They are looking for more revenue because people are driving less, and the gas tax isn't covering the unionized road repair guys as well. I've heard some of the discussion, and adding to the gas tax is considered politically impossible, so here come the back-door approaches.
Also, there are a small but growing number of guys like me who have electric cars and pay little to no gas tax. Not really enough numbers to matter much yet...but schemes to tax guys like me are being discussed all over. There's an online community, at least one per electric car type, and they track all this loudly and often. They are working from miles, electricity use, you name it, in various proposals. Now, since I'm solar, they'll have a little more trouble with that, and since I'm also an embedded programmer, I can probably make my odometer say whatever I want it to as well (but that's not legal).
Most know that most of the road damage isn't done by autos, it's done by trucks with big loads, in fact, the road damage is non-linear with weight - goes up faster than weight with big trucks, which is one reason why diesel already costs a lot more than gasoline, even though it's (usually) easier to refine from crude - simple distillation - road tax is higher for it - enough higher that the extra mileage a passenger vehicle gets on diesel doesn't make up for it, hence the low adoption rate in this country for diesel (among other things, like we don't get that nice low sulfur crude like Libya generates for Europe, and sulfur is hard to get out of heavy crude and keep only the heavy diesel fraction pure of it.) Which in turn was why NATO countries were all for getting into Libya...
In a way, you're right - it IS all a charade, and that is mostly about energy, and most of that has to do with oil. It's not about spreading democracy, it's about retaining petro-dollar status for the US.
Has been for awhile. Every one of these MENA wars we do is about that alone, and is a hidden subsidy to keep gasoline "cheap" - you pay the rest via other taxes. Now with so many not paying or not paying much due to other government regulatory failures making us all poor, the government feels entitled to the same money no matter how they screw it up - so here we are - they find another way to get it. And they have guns and stuff, so they can take it by force.

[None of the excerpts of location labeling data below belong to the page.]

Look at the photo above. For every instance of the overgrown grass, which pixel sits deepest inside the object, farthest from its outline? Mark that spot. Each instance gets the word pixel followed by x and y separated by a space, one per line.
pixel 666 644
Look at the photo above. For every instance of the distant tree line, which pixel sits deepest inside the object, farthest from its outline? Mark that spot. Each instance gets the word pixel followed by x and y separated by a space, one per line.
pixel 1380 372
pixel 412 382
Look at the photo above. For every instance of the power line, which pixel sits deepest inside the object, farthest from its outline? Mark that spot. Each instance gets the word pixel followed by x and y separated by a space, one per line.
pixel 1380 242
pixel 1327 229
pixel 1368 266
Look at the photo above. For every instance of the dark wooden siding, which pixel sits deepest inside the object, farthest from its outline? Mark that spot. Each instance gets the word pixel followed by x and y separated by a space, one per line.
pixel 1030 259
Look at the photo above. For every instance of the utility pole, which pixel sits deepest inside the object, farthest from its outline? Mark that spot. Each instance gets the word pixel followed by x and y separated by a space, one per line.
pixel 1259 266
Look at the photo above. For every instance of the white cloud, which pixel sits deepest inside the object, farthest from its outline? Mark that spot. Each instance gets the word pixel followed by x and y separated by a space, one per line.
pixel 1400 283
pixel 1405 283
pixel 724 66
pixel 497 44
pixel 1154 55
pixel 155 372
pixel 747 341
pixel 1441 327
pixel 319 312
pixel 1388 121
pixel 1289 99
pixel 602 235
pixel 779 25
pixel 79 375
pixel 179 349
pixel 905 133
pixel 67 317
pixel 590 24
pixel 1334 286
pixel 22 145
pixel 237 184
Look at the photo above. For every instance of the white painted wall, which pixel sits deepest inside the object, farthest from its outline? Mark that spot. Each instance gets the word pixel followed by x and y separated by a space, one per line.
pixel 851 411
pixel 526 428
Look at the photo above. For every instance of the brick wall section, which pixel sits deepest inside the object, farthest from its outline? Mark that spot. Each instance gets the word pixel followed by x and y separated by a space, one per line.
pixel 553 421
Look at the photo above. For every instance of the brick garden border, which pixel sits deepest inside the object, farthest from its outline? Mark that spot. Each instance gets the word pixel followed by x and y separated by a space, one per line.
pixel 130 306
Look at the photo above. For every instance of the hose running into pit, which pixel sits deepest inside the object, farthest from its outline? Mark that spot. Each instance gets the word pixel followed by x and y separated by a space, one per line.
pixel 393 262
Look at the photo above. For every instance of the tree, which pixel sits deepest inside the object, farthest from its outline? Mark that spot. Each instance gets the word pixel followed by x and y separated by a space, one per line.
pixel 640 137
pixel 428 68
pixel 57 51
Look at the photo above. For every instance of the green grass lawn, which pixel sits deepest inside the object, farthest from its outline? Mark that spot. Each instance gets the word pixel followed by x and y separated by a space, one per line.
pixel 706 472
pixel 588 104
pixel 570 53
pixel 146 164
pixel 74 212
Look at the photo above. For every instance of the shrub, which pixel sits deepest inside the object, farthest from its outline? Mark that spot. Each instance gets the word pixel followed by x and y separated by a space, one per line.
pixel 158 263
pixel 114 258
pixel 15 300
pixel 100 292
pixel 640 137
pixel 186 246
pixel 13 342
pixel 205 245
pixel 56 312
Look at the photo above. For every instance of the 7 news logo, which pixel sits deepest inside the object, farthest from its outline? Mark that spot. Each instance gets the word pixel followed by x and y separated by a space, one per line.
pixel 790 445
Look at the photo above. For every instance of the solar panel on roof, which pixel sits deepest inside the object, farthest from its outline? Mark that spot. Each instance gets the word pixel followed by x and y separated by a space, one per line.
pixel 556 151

Not sure when they run out of other people's money...but they must think it's close, or wouldn't be printing so much new stuff to spend before it creates inflation.
And they know the banks still are insolvent, or FASB 157 would change back real quick, at the bank's insistence - by the first big bank that looked solvent under non mark-to-unicorn rules. Since there's no noise about that one from anywhere - that's the tell. They're all hosed, and the QE is just another back-door bailout for them.
For those not in the know (and I hope I got the number right) that FASB ruling means banks don't have to mark to market...was supposed to be really temporary...but we still have it. If we're really coming out of the woods, that ruling should go away, and the fact it hasn't and isn't even under discussion tells us the real driver is the banks and that they don't want the ruling set back.
Imagine how loud the clamor would be if one of the big banks looked good under the old rules - they'd want that rolled back quick for the competitive advantage vs the ones not looking so good.
So unless you think there's a conspiracy that some of the members are willing to lose money with - it tells me they're *all* insolvent when the papers are honestly marked.